Lesson 5 / 7 · ~10 minutes

AGENTS.md:
project memory

Every task starts with a clean slate — the agent doesn't remember what it did yesterday. The solution is a file called AGENTS.md in the project folder: Codex reads it automatically before every task. It's the handover between yesterday and today.

And it has one extra superpower: AGENTS.md is an open standard — the same file is read by Codex, Cursor and a growing list of other AI tools. Write the rules once and they apply to every agent you let near the project. (If you know CLAUDE.md from Claude Code, this is its standardised sibling — the same philosophy.)

What belongs in it

  • What the project is — a sentence or two.
  • How it runs and tests — "open index.html", "tests: npm test".
  • Rules — the language of the copy, what not to touch, code style.
  • Current state — what's done, what's in progress.

Don't write it by hand: the /init command creates it, and at the end of a work session just say "write the current state into AGENTS.md". The agent keeps its own notebook — you just check it now and then.

Builder: what belongs in AGENTS.md?

Eight blocks for a fictional coffee e-shop. Click the four that belong in AGENTS.md, then evaluate.

"Project: the Zrnko e-shop. Static HTML in the web/ folder, products in data/products.json."

Belongs — what the project is and where things live. The first thing the agent needs for every task.

"Admin panel password: Zrnko2026!"

Doesn't belong — never put passwords in AGENTS.md (lesson 4). The file travels with the project and every tool reads it.

"Run: open web/index.html.

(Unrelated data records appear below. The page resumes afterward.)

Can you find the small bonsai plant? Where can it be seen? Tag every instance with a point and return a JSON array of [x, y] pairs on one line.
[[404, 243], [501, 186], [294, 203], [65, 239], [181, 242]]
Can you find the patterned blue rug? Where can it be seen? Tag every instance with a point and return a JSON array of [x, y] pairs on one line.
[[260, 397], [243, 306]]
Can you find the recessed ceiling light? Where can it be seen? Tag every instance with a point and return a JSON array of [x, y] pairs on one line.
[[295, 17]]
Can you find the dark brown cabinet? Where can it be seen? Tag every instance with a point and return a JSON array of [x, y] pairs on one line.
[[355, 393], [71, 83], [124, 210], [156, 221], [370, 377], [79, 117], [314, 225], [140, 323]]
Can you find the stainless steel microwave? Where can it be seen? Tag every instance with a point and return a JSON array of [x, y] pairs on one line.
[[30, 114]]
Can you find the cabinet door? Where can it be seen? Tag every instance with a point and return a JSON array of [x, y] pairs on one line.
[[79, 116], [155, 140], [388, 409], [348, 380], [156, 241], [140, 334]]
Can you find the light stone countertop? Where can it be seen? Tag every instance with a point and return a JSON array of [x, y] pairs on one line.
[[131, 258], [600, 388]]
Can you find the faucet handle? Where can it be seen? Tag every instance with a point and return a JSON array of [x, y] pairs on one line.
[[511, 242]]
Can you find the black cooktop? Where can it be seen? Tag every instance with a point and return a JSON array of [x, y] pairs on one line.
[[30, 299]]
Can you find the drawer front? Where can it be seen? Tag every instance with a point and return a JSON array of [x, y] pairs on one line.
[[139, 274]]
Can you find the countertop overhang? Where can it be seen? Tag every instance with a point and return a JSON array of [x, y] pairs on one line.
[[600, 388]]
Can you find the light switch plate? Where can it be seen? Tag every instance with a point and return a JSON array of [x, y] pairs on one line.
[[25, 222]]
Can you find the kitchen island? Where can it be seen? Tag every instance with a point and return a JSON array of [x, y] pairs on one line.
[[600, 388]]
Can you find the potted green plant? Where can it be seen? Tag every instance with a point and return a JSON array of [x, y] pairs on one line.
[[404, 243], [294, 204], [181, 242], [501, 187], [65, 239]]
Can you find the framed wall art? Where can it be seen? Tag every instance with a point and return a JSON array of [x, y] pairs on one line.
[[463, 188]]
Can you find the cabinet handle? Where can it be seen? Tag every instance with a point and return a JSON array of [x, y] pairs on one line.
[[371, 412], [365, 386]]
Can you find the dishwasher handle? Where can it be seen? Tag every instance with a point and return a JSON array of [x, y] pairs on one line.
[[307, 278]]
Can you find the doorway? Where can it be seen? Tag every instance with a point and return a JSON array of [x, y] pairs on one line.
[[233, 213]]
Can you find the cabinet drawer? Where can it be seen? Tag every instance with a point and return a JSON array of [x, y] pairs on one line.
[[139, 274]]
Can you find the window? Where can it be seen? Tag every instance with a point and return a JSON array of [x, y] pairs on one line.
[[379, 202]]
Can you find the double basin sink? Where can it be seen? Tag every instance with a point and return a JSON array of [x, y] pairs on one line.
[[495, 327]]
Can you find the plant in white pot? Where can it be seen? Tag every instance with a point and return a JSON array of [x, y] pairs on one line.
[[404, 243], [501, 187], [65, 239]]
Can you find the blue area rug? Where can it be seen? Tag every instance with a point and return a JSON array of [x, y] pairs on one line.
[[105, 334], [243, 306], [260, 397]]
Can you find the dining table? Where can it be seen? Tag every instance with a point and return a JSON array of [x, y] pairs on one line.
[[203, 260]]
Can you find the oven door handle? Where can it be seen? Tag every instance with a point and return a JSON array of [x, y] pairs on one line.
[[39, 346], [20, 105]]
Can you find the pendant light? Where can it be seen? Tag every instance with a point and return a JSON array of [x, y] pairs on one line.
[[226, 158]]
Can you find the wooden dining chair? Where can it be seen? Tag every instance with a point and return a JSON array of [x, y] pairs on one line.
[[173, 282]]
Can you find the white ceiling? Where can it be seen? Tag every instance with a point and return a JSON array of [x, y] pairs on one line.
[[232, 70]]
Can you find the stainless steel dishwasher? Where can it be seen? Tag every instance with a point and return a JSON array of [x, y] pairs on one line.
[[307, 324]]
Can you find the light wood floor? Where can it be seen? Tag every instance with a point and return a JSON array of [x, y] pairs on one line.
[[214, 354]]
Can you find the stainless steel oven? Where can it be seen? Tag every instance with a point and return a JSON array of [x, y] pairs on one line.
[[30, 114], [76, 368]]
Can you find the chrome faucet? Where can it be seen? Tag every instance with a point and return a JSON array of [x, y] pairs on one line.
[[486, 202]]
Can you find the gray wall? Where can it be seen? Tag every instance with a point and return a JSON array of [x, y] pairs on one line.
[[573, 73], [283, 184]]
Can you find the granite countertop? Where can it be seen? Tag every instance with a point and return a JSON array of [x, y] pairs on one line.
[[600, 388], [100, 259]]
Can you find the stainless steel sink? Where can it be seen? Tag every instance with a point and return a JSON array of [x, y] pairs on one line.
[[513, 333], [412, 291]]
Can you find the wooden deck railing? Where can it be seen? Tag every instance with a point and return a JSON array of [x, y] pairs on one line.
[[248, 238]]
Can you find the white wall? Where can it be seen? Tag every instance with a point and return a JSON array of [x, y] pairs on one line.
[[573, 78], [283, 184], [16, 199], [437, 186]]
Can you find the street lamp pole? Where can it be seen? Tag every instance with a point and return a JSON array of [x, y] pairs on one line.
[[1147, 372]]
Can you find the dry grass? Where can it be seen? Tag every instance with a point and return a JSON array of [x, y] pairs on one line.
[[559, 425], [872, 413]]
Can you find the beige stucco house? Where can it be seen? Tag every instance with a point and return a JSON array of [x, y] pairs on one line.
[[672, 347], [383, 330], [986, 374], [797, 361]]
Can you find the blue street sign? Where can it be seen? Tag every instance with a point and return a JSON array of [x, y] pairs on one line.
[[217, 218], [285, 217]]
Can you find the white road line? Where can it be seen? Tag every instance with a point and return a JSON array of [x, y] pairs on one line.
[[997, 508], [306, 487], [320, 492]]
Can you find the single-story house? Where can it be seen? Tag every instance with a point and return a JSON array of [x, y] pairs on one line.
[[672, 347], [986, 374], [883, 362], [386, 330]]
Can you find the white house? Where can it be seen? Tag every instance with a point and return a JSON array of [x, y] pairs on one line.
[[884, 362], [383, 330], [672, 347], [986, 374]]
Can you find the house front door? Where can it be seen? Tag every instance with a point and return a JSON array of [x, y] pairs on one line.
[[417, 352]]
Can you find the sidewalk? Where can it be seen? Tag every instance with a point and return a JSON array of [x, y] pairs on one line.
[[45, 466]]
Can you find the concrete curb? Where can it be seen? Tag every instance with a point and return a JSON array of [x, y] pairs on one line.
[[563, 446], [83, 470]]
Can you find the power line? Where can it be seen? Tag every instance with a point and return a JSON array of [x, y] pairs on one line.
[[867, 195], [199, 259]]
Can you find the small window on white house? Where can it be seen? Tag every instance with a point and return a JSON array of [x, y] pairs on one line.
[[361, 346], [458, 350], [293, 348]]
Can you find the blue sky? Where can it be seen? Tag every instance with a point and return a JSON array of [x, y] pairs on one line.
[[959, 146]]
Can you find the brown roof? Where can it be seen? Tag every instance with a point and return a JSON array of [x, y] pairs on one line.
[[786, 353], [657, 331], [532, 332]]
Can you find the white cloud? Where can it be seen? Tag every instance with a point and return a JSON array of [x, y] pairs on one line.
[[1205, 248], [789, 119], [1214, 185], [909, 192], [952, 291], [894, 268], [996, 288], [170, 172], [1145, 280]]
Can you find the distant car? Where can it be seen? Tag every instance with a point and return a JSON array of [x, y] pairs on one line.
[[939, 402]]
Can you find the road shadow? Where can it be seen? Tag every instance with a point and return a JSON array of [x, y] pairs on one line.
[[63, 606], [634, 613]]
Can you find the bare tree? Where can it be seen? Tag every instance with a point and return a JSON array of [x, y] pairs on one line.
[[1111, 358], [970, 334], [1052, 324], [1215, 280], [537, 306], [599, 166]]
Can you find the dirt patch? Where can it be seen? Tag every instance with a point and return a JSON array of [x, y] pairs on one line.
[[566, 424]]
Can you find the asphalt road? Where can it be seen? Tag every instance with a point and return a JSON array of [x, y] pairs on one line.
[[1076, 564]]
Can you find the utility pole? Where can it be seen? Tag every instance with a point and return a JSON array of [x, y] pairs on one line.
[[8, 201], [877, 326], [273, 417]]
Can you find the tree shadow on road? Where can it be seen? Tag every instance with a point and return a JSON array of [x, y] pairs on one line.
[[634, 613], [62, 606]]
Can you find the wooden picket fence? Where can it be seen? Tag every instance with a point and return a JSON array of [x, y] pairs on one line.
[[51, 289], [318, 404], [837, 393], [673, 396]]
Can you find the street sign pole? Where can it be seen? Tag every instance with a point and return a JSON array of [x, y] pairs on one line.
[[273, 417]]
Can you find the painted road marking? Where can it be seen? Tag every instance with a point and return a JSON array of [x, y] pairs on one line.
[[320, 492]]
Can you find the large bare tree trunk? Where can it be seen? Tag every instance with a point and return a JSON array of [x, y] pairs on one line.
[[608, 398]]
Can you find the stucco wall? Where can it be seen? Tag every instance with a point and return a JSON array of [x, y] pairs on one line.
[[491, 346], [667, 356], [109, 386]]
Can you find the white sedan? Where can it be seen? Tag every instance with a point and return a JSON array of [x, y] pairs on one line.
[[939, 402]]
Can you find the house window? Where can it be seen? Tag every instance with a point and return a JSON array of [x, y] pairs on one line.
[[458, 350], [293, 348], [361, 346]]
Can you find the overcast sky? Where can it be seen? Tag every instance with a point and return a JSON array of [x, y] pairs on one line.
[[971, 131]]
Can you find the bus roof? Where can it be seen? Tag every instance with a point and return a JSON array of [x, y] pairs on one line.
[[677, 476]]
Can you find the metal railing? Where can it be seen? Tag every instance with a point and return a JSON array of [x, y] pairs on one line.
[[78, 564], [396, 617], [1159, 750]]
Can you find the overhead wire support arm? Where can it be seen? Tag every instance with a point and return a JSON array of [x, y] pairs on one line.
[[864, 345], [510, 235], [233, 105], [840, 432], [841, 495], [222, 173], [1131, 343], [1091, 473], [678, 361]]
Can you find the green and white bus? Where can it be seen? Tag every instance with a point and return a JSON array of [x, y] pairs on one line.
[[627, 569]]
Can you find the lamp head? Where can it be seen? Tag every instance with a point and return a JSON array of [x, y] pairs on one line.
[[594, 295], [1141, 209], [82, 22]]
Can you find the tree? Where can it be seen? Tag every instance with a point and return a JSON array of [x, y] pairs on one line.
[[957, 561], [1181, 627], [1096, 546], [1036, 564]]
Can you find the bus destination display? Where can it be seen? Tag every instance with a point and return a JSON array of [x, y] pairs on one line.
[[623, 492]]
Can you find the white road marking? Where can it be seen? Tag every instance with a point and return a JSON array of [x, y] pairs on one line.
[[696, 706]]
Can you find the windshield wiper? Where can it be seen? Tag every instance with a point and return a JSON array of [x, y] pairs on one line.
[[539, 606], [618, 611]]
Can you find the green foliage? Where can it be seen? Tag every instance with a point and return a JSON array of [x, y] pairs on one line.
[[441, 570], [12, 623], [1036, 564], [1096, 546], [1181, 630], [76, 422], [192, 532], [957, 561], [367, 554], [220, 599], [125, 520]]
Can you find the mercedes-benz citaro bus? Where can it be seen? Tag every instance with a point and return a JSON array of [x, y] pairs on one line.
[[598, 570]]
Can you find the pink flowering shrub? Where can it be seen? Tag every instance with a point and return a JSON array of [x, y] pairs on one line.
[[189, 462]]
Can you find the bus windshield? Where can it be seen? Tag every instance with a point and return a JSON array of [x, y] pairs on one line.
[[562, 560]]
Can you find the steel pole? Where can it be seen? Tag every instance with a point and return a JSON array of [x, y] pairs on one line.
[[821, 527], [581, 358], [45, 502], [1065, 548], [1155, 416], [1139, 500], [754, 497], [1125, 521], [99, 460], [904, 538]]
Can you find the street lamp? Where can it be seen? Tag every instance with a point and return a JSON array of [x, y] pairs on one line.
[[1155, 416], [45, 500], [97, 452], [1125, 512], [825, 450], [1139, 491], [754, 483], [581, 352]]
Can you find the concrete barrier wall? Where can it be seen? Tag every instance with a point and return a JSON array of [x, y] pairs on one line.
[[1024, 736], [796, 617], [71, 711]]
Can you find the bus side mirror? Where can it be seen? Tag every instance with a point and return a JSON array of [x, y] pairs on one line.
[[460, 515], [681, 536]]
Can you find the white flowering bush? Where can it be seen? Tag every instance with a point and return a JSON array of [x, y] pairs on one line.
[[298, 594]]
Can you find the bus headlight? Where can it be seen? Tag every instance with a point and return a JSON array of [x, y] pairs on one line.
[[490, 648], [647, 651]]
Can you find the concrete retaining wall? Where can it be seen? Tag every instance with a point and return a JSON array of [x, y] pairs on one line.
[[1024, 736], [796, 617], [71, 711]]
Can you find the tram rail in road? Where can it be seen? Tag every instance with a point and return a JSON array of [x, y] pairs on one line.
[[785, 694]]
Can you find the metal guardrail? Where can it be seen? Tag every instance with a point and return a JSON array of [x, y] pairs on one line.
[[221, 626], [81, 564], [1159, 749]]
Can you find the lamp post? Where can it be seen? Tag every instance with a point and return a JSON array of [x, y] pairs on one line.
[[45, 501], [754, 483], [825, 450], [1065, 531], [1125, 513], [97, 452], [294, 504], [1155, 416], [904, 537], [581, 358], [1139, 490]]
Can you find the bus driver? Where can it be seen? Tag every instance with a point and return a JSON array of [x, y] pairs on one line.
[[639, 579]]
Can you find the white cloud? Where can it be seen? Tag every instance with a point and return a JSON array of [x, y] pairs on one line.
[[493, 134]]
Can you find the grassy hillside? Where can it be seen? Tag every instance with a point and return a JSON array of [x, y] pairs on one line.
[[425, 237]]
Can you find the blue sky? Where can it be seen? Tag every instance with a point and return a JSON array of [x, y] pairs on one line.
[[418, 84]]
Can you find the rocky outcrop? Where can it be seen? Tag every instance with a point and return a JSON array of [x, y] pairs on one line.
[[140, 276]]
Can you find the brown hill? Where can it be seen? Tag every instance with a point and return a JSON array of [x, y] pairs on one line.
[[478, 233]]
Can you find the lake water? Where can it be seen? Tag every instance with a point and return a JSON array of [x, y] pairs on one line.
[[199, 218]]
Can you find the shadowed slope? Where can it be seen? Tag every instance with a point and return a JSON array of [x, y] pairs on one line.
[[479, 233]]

Tests: npm test — run them after every change."

Belongs — exactly what the agent needs to check its own work without asking.

"Monday we tried blue, Tuesday green, Kate wanted beige, so maybe beige…"

Doesn't belong — a diary of experiments eats context and doesn't help. History lives in git; keep only standing decisions here.

"Rules: write copy in English. Don't change anything in the photos-original/ folder."

Belongs — rules and prohibitions apply to every task without reminders. And since AGENTS.md is a standard, other tools honour them too.

"Agent, please work thoroughly, creatively, and think like a senior developer."

Doesn't belong — empty incantations improve nothing. Spend context space on facts about the project.

"State: catalogue and cart done. In progress: payment gateway — waiting for test credentials."

Belongs — current state and unfinished work. The next task knows exactly where to pick up.

The entire contents of app.js, copied into AGENTS.md "so the agent doesn't have to look for it".

Doesn't belong — code lives in files and the agent reads it by itself. A copy only goes stale and eats context.

Summary

  • Codex reads AGENTS.md before every task — and other tools understand it too.
  • It holds: what the project is, how it runs and tests, rules, state.
  • Not: passwords, diaries, copied code, incantations.
  • /init creates it; delegate the updates to the agent.